# Need Outboard motor repair



## rifleman (Nov 27, 2007)

I live in Ogden...and have been unsuccessful at finding anyone who can work on outboard motors. Any ideas out there? 

I bought a 14' Aluminum boat last year with a 15 horse Evinrude (1991). I could not get it to start. Finally found someone who supposedly repaired them. He kept if for two months and then returned it. Went out on Pineview...it started...but it won't idle. If I manually keep the choke half open, it will idle but in gear with gas it dies. 

OK OK...so I am showing my ignorance. Most likely a carb prob? fuel injectors? Anyway...I don't care. I just want to pay the money and get a motor that works. Any suggestions? My boy is counting on you!

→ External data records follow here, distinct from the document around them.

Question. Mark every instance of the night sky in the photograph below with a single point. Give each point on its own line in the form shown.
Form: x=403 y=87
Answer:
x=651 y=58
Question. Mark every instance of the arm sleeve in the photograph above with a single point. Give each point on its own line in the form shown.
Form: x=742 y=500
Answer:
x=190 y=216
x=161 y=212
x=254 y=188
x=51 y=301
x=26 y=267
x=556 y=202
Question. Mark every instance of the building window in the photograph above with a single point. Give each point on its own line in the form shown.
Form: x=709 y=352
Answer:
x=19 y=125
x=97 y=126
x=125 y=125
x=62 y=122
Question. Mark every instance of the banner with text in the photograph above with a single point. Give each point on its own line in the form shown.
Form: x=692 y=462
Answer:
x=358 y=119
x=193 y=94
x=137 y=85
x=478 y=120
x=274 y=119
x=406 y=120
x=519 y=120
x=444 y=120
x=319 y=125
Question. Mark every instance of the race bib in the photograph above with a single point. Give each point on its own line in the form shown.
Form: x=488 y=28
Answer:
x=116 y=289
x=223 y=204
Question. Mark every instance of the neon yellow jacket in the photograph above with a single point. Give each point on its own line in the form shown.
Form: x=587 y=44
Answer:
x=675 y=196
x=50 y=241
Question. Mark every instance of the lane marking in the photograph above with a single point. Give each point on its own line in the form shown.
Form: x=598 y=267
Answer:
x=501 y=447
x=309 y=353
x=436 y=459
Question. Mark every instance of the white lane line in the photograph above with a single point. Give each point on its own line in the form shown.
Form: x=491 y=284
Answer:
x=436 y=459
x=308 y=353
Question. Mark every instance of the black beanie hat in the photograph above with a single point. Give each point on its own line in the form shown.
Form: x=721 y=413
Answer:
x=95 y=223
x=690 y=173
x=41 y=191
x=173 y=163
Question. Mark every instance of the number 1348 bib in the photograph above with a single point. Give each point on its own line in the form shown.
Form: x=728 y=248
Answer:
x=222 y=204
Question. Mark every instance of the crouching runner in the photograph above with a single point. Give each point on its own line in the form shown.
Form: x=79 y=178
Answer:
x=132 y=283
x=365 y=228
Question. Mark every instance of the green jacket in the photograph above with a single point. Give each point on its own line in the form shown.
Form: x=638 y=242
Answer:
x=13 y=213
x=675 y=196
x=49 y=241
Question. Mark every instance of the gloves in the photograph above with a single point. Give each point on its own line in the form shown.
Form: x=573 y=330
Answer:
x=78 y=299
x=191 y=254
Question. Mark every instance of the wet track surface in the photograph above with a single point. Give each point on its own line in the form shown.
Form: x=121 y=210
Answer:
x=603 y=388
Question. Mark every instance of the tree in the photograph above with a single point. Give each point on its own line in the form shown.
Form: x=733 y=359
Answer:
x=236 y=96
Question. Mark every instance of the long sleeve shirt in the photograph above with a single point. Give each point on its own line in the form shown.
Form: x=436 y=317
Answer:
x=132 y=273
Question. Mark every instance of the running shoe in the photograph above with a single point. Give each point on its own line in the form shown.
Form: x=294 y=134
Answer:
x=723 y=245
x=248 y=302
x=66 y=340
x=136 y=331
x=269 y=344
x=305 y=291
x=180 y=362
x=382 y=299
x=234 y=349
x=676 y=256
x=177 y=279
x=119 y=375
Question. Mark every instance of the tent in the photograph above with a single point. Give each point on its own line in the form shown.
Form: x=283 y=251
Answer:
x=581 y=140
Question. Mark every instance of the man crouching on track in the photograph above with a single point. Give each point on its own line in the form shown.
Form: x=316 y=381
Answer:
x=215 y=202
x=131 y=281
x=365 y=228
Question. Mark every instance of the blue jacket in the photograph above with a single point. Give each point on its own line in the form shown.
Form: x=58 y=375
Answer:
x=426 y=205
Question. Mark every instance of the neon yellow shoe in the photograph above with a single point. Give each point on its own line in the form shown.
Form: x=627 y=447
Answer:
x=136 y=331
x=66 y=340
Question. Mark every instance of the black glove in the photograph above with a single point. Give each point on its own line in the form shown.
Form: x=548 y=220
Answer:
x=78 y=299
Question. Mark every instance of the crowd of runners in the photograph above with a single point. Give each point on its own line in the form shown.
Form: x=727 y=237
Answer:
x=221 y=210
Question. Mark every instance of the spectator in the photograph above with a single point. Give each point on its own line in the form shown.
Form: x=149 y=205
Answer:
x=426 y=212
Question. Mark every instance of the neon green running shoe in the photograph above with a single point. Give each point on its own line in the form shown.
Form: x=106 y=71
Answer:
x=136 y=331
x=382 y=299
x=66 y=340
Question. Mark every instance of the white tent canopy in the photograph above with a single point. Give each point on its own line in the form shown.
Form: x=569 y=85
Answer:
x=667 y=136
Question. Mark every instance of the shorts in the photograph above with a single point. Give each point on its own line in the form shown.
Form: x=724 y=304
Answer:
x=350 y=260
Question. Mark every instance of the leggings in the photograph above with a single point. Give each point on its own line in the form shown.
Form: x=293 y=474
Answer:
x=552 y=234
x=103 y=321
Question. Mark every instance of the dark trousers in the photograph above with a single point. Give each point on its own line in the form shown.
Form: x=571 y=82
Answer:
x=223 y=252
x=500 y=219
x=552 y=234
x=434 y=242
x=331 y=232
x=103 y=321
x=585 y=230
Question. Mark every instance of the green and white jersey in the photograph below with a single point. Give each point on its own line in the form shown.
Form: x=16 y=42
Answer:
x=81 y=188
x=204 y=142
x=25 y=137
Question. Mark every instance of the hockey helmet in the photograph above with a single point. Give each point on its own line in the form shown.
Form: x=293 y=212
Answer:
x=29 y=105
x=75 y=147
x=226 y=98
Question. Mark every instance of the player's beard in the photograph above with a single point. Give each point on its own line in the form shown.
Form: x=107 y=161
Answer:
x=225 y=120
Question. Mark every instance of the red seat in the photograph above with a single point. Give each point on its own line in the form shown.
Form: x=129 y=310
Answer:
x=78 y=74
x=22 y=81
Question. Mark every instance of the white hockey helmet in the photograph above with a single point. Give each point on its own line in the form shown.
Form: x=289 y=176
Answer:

Trust me...he is not suffering for lack of fishing. He hits Glasmann daily and he and I fly fish the streams weekly. But Pineview and Willard are calling!


----------



## lunkerhunter2 (Nov 3, 2007)

rifleman said:


> I live in Ogden...and have been unsuccessful at finding anyone who can work on outboard motors. Any ideas out there?
> 
> I bought a 14' Aluminum boat last year with a 15 horse Evinrude (1991). I could not get it to start. Finally found someone who supposedly repaired them. He kept if for two months and then returned it. Went out on Pineview...it started...but it won't idle. If I manually keep the choke half open, it will idle but in gear with gas it dies.
> 
> ...


Lee's in Hyrum is your man. It is worth the drive to get your motor fixed the right way the first time. Second choice(though not a good one) is Dicks in Clearfield. They are an Evinrude/Johnson repair shop.


----------



## k2muskie (Oct 6, 2007)

Agree with LH2 Lee's in Hyrum is the best. Only place we take our boat. A bit of a drive but IMHO worth it.

Here's a link to his web sight so you can give him a call.

http://www.leesmarinesvc.com/

Next there's the Boat Dude in Ogden...don't know about this guy but just wanted to provide another option for you. I do believe the Boat Dude has a truck and will come to your house.

So there you have it and we wish you the best of luck. We know first hand what it's like when the motor don't work and you want to F-I-S-H... 

Good luck.

:wink: :wink:


----------